Chapter 3: Pressure and Fluid Statics
Eric G. Paterson
Department of Mechanical and Nuclear Engineering
The Pennsylvania State University
Spring 2005
Note to Instructors
These slides were developed1 during the spring semester 2005, as a teaching aid
for the undergraduate Fluid Mechanics course (ME33: Fluid Flow) in the Department of
Mechanical and Nuclear Engineering at Penn State University. This course had two
sections, one taught by myself and one taught by Prof. John Cimbala. While we gave
common homework and exams, we independently developed lecture notes. This was
also the first semester that Fluid Mechanics: Fundamentals and Applications was
used at PSU. My section had 93 students and was held in a classroom with a computer,
projector, and blackboard. While slides have been developed for each chapter of Fluid
Mechanics: Fundamentals and Applications, I used a combination of blackboard and
electronic presentation. In the student evaluations of my course, there were both positive
and negative comments on the use of electronic presentation.
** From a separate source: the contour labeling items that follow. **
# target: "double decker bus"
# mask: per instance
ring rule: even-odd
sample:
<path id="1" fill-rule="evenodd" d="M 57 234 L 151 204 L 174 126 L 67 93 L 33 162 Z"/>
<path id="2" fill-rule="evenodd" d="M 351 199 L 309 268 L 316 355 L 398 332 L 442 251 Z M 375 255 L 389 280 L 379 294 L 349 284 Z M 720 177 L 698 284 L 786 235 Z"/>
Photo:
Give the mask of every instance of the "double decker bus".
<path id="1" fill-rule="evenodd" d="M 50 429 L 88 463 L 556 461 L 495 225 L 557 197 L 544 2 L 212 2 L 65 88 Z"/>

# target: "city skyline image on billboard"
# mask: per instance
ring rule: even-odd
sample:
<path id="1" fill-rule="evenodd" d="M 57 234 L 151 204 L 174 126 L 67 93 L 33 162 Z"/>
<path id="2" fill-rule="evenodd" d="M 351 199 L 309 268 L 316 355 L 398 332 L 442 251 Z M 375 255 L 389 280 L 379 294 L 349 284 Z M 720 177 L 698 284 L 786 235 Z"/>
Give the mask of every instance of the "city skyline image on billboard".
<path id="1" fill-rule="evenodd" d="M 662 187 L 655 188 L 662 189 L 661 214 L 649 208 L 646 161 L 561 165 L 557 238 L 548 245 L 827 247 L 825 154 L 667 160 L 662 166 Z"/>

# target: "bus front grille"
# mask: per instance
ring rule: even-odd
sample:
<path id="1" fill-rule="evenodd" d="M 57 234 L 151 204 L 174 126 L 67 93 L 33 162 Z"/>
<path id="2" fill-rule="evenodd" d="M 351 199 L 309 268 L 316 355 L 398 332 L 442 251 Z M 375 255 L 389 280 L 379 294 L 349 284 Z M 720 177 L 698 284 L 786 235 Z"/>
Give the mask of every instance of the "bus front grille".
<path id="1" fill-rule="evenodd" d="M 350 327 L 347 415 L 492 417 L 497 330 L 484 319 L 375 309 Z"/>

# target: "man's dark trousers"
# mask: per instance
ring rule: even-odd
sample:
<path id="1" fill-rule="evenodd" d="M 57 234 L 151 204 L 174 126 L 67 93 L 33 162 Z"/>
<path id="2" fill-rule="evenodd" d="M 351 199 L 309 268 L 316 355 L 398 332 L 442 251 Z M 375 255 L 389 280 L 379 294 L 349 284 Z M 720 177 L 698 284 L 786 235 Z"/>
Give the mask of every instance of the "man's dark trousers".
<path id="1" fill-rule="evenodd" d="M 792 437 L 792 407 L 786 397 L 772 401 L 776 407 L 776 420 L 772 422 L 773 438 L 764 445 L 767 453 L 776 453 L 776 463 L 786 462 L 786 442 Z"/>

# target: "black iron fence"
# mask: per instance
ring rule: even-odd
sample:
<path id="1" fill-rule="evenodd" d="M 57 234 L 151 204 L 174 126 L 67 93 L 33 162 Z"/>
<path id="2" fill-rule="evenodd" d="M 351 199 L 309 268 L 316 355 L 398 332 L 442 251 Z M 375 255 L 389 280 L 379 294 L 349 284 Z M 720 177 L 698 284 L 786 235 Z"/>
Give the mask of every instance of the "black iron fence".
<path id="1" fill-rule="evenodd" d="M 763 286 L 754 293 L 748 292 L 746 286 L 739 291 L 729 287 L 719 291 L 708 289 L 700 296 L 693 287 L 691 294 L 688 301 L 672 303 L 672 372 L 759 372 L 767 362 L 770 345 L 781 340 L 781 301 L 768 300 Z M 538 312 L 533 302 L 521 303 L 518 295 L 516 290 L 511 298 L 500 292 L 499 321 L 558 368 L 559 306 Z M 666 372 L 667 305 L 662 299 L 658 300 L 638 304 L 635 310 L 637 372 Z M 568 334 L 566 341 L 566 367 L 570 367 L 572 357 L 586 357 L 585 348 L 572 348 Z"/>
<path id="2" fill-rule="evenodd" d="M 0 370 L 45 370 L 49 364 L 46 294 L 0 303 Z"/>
Therefore, these slides
should only be integrated into your lectures with careful consideration of your teaching
style and course objectives.
Eric Paterson
Penn State, University Park
August 2005
1 These
slides were originally prepared using the LaTeX typesetting system (http://www.tug.org/)
and the beamer class (http://latex-beamer.sourceforge.net/), but were translated to PowerPoint for
wider dissemination by McGraw-Hill.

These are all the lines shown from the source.